Looking at it from today’s perspective it all seems pretty clear cut. When the Brabbs brothers, Mark on drums and Peter on guitar, met up with bassist/singer Algy Ward in the spring of 1980 to form TANK, they had the vision to fuse punk and metal. It took them less than two years to become the most popular original crossover act of the early 1980s. So far, so simple. But as it’s often the case in life the truth was much more complex.

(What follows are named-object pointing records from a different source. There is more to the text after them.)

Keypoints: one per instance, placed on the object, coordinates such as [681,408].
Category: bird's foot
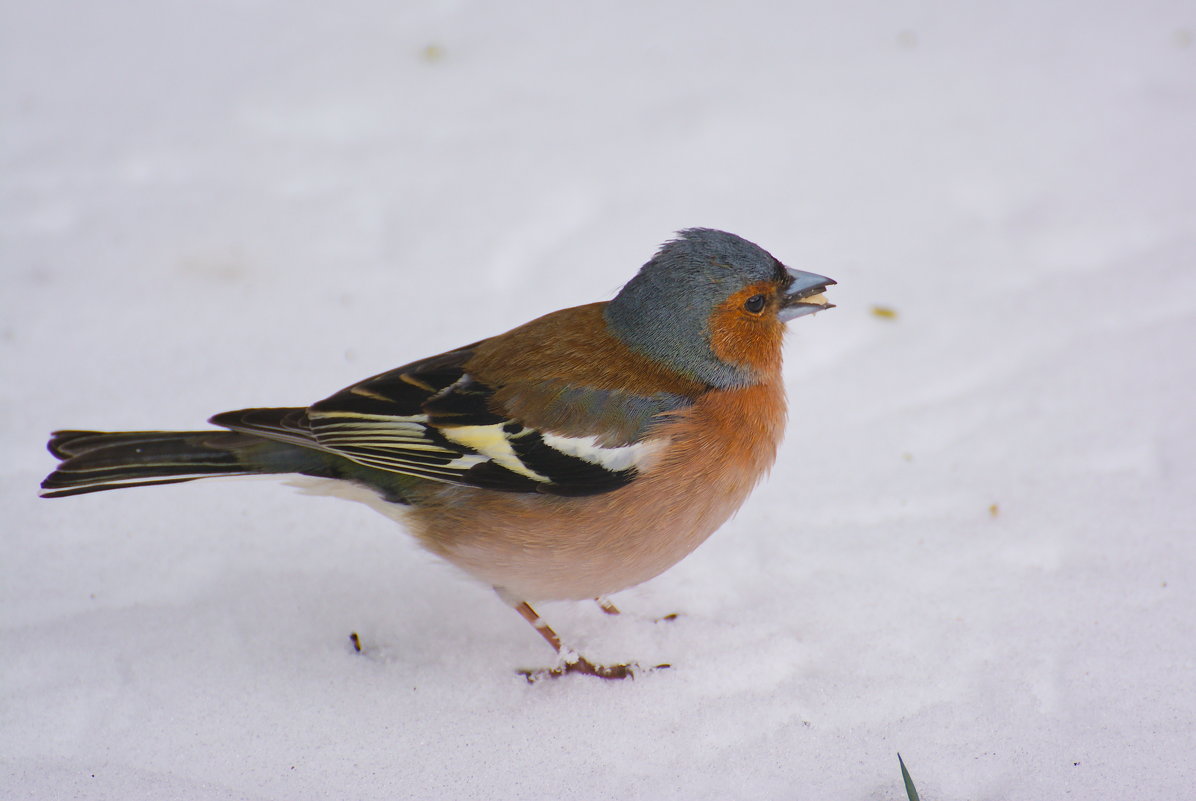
[578,664]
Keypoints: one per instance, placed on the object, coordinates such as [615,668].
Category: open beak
[804,295]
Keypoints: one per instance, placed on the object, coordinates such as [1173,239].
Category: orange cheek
[740,337]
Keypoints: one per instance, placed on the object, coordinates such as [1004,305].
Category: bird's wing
[433,420]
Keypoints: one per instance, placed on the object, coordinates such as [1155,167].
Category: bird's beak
[804,295]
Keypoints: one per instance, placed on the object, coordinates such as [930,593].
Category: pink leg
[572,661]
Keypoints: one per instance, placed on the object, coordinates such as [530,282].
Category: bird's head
[713,306]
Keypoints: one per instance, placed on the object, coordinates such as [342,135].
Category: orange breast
[543,548]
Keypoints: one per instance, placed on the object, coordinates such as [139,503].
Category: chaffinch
[569,458]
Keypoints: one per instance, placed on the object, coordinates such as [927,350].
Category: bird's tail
[99,460]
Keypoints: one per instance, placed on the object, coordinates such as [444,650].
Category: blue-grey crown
[664,311]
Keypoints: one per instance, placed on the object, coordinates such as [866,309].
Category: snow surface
[976,548]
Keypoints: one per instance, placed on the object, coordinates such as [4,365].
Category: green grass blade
[910,790]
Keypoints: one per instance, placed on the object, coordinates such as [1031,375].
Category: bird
[569,458]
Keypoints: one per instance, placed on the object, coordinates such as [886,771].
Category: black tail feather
[101,460]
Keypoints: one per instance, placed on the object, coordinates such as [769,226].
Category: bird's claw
[584,666]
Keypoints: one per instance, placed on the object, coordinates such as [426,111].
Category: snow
[976,548]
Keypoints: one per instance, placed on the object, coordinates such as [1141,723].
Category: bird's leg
[571,660]
[606,606]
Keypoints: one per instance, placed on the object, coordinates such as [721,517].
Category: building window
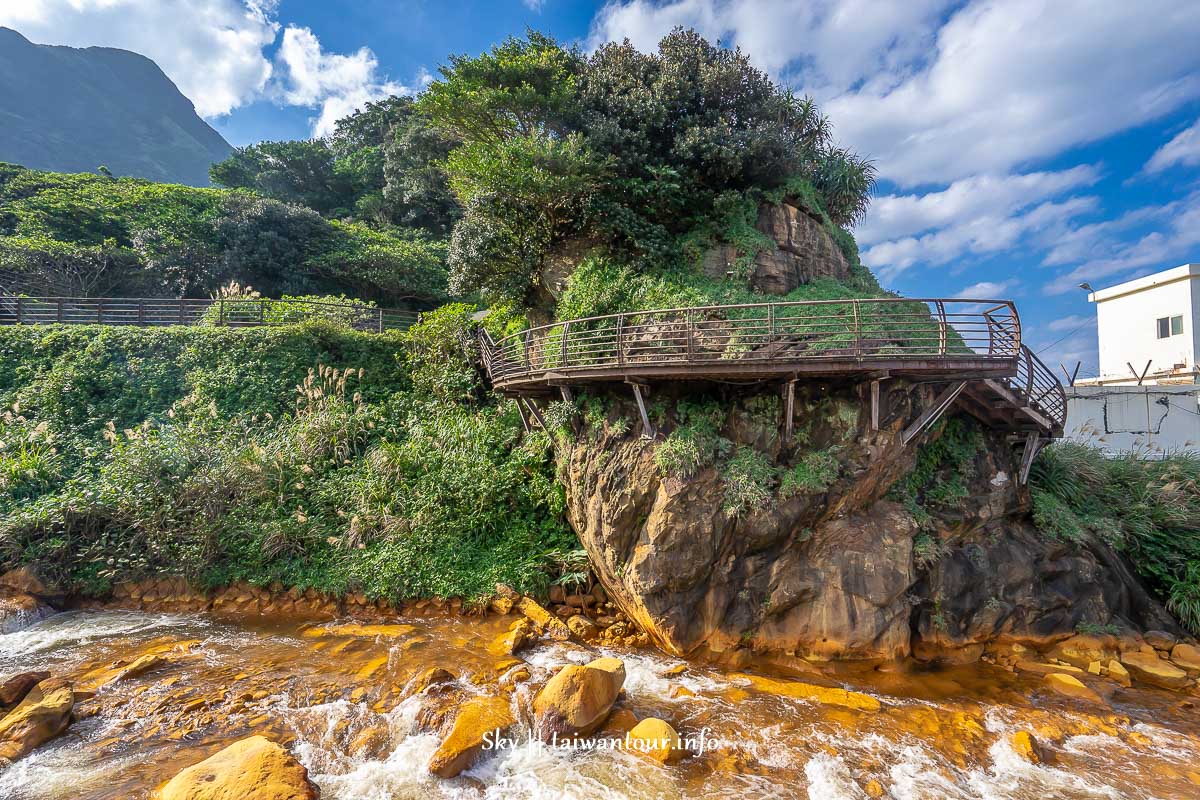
[1170,326]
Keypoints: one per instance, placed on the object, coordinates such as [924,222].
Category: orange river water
[334,697]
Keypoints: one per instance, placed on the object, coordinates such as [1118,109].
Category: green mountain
[71,109]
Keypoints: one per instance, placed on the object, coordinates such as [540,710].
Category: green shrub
[813,474]
[749,482]
[1150,510]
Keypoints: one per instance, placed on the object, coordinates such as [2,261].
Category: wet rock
[252,768]
[1027,746]
[519,635]
[1186,656]
[553,626]
[577,699]
[15,690]
[462,746]
[823,695]
[1071,686]
[425,679]
[1149,668]
[582,627]
[654,739]
[1159,639]
[1117,672]
[41,715]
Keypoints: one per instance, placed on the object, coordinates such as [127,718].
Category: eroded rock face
[832,572]
[252,768]
[804,251]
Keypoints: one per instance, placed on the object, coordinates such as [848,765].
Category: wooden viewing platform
[973,347]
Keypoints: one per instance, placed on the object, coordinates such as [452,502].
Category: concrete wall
[1128,329]
[1151,421]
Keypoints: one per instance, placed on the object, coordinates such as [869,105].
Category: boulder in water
[43,714]
[252,768]
[654,739]
[15,690]
[577,699]
[479,721]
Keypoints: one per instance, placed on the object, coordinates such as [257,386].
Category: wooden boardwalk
[972,347]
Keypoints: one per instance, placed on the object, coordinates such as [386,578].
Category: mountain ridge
[73,109]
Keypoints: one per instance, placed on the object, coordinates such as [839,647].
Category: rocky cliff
[855,546]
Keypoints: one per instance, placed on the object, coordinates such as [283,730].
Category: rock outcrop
[43,714]
[838,569]
[577,699]
[252,768]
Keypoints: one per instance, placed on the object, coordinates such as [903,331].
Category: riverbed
[334,695]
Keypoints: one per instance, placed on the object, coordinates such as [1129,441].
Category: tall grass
[1146,509]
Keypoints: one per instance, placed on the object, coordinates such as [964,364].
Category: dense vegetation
[1147,509]
[94,235]
[232,455]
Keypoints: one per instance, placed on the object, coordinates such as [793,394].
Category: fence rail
[935,336]
[187,311]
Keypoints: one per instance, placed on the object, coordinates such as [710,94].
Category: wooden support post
[537,414]
[525,417]
[789,409]
[934,411]
[647,428]
[875,404]
[1032,445]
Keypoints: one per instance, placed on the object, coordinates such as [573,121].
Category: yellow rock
[823,695]
[1071,686]
[654,739]
[354,629]
[1186,656]
[552,625]
[1026,746]
[252,768]
[479,721]
[43,714]
[577,699]
[1119,673]
[1149,668]
[371,667]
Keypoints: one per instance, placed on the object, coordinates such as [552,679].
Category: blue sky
[1025,146]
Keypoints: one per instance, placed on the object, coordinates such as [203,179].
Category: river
[334,696]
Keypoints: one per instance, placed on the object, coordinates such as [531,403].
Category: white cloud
[997,85]
[336,84]
[987,289]
[211,49]
[1182,150]
[1176,236]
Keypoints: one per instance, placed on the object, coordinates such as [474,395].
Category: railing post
[941,328]
[858,330]
[689,329]
[621,332]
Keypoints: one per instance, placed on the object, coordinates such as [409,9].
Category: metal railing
[1038,386]
[846,336]
[888,328]
[187,311]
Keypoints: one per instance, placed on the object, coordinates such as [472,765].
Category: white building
[1150,325]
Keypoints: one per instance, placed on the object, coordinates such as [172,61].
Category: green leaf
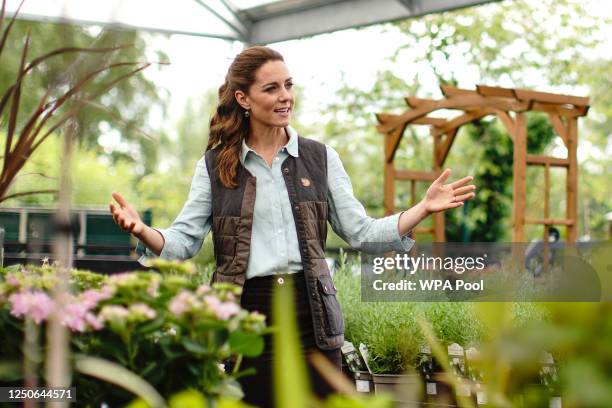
[188,399]
[248,344]
[193,347]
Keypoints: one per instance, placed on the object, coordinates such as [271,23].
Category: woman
[267,195]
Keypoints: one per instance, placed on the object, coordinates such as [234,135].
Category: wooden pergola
[509,105]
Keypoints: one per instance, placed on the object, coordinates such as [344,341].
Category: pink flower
[140,311]
[227,310]
[212,302]
[114,314]
[223,310]
[90,298]
[181,303]
[36,305]
[74,316]
[93,321]
[153,287]
[12,280]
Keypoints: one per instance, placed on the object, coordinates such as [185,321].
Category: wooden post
[412,202]
[546,250]
[519,188]
[438,218]
[572,179]
[389,179]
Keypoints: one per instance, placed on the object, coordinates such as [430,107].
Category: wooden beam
[549,221]
[559,127]
[425,120]
[539,160]
[415,102]
[568,111]
[507,121]
[416,175]
[389,178]
[448,91]
[437,218]
[460,121]
[495,91]
[444,148]
[394,140]
[474,101]
[572,179]
[546,216]
[429,121]
[519,181]
[527,94]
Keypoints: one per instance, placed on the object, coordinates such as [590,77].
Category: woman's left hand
[441,197]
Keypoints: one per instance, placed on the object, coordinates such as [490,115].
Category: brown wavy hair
[228,125]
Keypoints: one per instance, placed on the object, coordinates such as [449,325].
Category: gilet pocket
[334,323]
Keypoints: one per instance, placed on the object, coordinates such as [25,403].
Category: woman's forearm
[411,218]
[152,239]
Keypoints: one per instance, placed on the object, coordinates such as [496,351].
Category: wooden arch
[510,106]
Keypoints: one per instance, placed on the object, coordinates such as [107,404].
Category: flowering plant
[169,327]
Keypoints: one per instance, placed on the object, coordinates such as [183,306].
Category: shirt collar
[291,146]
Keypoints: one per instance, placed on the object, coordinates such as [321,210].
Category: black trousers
[257,295]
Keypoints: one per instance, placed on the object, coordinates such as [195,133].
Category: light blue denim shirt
[274,242]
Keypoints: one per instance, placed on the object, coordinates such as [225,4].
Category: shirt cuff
[400,243]
[147,256]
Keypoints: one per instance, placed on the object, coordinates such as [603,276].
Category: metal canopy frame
[509,105]
[275,21]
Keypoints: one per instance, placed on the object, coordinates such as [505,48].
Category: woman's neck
[266,139]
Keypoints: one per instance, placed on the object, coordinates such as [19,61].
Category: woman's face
[270,98]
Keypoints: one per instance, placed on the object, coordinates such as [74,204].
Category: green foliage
[123,112]
[503,44]
[391,330]
[487,214]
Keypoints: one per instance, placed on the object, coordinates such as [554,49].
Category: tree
[499,44]
[125,109]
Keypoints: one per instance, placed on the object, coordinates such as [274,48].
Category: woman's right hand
[126,216]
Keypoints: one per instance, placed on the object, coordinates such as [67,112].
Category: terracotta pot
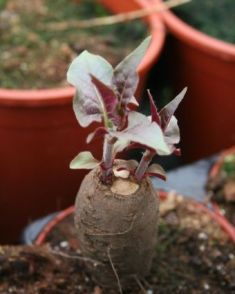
[207,66]
[218,218]
[39,136]
[213,173]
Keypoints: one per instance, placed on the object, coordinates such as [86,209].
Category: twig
[143,290]
[121,17]
[114,271]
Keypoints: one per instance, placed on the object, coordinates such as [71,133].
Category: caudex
[116,209]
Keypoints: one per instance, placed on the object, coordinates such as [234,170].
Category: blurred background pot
[207,66]
[39,136]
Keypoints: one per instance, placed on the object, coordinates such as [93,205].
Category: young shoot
[104,95]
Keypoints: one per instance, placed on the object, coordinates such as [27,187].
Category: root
[114,271]
[85,259]
[118,233]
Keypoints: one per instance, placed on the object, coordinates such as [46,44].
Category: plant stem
[107,160]
[143,165]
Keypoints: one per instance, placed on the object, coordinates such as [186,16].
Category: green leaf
[125,77]
[167,111]
[87,103]
[84,160]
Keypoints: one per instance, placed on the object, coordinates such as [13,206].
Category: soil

“Nothing was planned,” elaborates Mark, the younger of the two Brabbs brothers: “Peter started with music a while before me. Our parents were always very supportive. My brother, obviously being my elder brother, was into heavy rock: Led Zeppelin, Black Sabbath, and all that sort of stuff. And I started listening to his records. We both became great fans of Deep Purple, that’s probably our favourite band, for both of us. That’s how I started learning drums, from the album ‘Made In Japan.’ Peter and I were both popular in local bands. Once we had a gig in a local pub. It was a sell-out. After the show we went backstage, pouring with sweat. The door burst open and there was Algy. We had never met before. Algy pointed at us, me and Pete, and said: ‘One day I am gonna be in a band with you two.’ That’s it, and he walked out. And we were like: who the hell was that? Algy was with The Saints at the time. And then he joined The Damned. And when he left The Damned, he found me and Pete.”
In contrast to speculation by the music press of the day, when TANK were formed in the spring of 1980, there was no master plan whatsoever. “To be perfectly honest, we didn’t know what we were going to do,” laughs Mark Brabbs today. “Peter and Algy used to just jam all the time, Pete and I were still living with our parents at the time. I used to go out on a Saturday night and come back on Sunday morning when my mum and dad would be having breakfast. They said to me: ‘Have a look in the garden.’ There were Pete and Algy sitting in the lounge in the garden jamming, and they had been there all night, surrounded by empty bottles of vodka and beer. And all they used to do was jam, jam, jam. So they really were the backbone of TANK because they more or less wrote the first album there and then in the garden.”
The legendary “Filth Hounds of Hades” record was originally released in the spring of 1982 on Kamaflage Records. The album was produced by Fast Eddie of Motörhead fame. “Well, to be fair, Eddie really didn’t need to do much as a producer,” reminisces Mark Brabbs today. “We’d been touring England for about a year and a half with the material from the first album. And then of course we did this massive European tour with Motörhead, who we knew anyway, they were mates of us anyway. We finished the tour on Christmas eve 1981, and we were in the studio to record “Filth Hounds of Hades” on December the 29th. So we were very well rehearsed. Nothing needed production, apart from the mix.”